四月初十,中原边界
离开草原第五天,天气暖和多了。
官道上尘土飞扬,两辆马车加上七八匹马,排成一溜往南走。头一辆马车里坐着西方玉、阳洁和玲儿——三个姑娘家,骑久了马屁股疼,改坐车了。
阳重明那小子当车夫,挥着鞭子嘚啵嘚啵赶马,嘴里还哼着小曲儿。
上官孤云骑马走在最前头,黑色劲装外面套了件薄披风,剑还是背在背上。四月的风吹在脸上,已经不冷了,带着点泥土和青草的味道。
“过了前面那座山,就是杭州地界。”慕容泽春催马赶上来,手里拿着张羊皮地图,“独眼大师的杭门老巢就在杭州城西。
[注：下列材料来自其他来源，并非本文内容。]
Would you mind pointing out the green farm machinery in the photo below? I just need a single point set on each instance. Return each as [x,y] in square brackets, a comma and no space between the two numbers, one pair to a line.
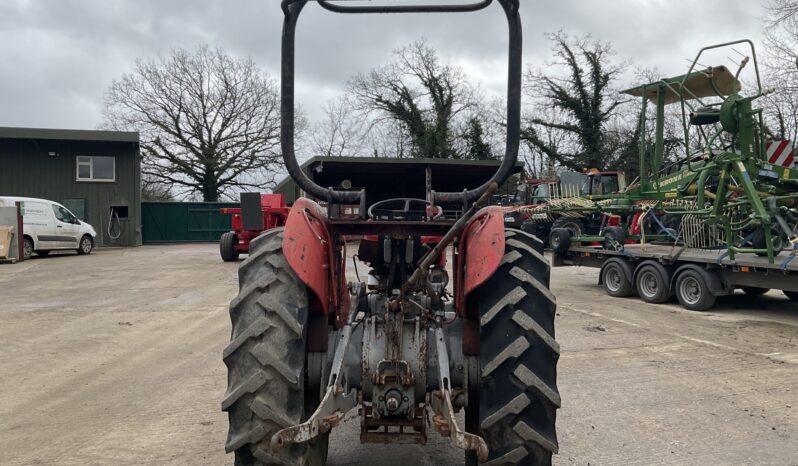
[723,193]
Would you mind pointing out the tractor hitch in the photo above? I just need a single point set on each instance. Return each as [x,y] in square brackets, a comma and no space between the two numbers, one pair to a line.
[336,401]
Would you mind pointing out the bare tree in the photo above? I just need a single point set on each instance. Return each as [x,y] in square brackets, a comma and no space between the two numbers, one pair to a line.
[576,89]
[780,67]
[422,94]
[342,132]
[209,122]
[154,190]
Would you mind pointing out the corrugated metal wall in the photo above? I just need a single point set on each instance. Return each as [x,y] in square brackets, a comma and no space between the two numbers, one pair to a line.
[27,169]
[184,222]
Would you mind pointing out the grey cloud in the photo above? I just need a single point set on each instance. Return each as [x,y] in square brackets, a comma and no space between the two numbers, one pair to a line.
[60,56]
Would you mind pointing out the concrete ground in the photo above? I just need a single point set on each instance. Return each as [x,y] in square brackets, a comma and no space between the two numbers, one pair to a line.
[115,358]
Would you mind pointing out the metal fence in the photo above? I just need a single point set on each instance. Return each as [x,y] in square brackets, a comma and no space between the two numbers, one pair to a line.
[184,222]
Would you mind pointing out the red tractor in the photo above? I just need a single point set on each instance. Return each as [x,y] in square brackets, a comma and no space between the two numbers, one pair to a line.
[258,213]
[406,349]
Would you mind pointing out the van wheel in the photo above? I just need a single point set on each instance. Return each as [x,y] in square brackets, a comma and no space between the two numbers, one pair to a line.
[27,250]
[86,245]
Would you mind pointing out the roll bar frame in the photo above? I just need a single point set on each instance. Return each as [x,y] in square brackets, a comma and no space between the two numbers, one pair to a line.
[293,8]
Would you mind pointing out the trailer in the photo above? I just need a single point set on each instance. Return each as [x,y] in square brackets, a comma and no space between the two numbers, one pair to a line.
[258,213]
[657,272]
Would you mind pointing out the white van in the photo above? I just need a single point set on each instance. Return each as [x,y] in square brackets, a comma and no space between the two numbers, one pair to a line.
[49,226]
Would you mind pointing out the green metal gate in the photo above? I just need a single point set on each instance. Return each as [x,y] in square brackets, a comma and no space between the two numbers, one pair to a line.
[184,222]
上官,咱们是绕路还是……”
“不绕。”上官孤云说,“他敢来,就收拾他。”
“可周大哥那边……”慕容泽春回头看了一眼。
周克明骑着马走在队伍中间,脸色一直不太好。玲儿坐车后,他就一个人骑马,话更少了。大家都明白——杭门独眼大师,是杀他妻子的仇人。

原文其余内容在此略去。